When I was in Dr. Brandyberry’s Church History class, he introduced me to the character of John Knox, the 16th century Scottish reformer who famously opposed Queen Mary and furthered the Protestant Reformation in the country of Scotland. Knox was a man of conviction, courage and compassion. The quotations below give you a taste of the man:  

“I fear the prayers of John Knox more than all the assembled armies of Europe.” 

“Grant us, Lord, the perfect hatred of sin.” -Knox

“Give me Scotland, or I die.”

“One man with God is always in the majority.”

Underneath my computer, I have taped a picture of my Knox who passed away and whenever I touch it, I recite to myself, “Any man who stands with God, even if he is alone, stands in the majority.” I don’t think John Knox is the fourth member of the Trinity, but I have never met someone in person that is as courageous and humble as he was. We ignore the lights of the past to our own peril.  

I am so thankful that Dr. Brandyberry loved me and my classmates enough to not just share the gospel with us, but to tell us stories about courageous men and women of faith from ages past. Knox was a man of tremendous faith and endurance; due to his faith, he was a galley slave for three years where he was chained to a bench and forced to row an entire day in one posture as guards oversaw him. Dr. Brandyberry taught me that a generation that ignores history has no past and no future.  Quotes like that illuminate the need for people to have heroes, in order to make it through times of great duress.  

When I asked Dr.
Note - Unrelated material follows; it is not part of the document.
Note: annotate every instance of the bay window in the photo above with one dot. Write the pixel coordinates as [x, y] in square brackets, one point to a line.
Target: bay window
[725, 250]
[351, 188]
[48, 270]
Brandyberry if he had any advice for those in education, he said that we should reappropriate CS Lewis’ advice on books to people:

“It is a good rule, after reading a new book, never to allow yourself another new one till you have read an old one in between. If that is too much for you, you should at least read one old one to every three new ones.”

Brandyberry meant that young people should also be interacting with people that are stages ahead of them in life, alive or dead. 

The modern perspective on death and dying is much different than ages past. Although we have advanced medically and technologically, we have regressed spiritually in many ways. Therefore, I find the most help not from the Enneagram or authentic pastors in skinny jeans, but rather the ancient wisdom revealed in the Word and the world past. As Lewis wrote,

“A new book is still on its trial and the amateur is not in a position to judge it. It has to be tested against the great body of Christian thought down the ages, and all its hidden implications (often unsuspected by the author himself) have to be brought to light.”

After losing Knox, I was able to use history as a prism of discernment to make sense of our loss. I was able to look to both my contemporaries but also the democracy of the dead. Lewis goes on to say,

Every age has its own outlook. It is specially good at seeing certain truths and specially liable to make certain mistakes. We all, therefore, need the books that will correct the characteristic mistakes of our own period. And that means the old books.”

In a moving sermon “Songs in the Night,”  Spurgeon revealed the struggle of the Christian trying to praise God in the dark:

“It is easy to sing when we can read the notes by daylight; but he is the skillful singer who can sing when there is not a ray of light by which to read,— who sings from his heart, and not from a book that he can see, because he has no means of reading, save from that inward book of his own living spirit, whence notes of gratitude pour forth in songs of praise.”

While many are saying that 2020 has been the worst year of their lives, I can say honestly that 2020 was the year I learned to praise God in the dark. Soli Deo Gloria.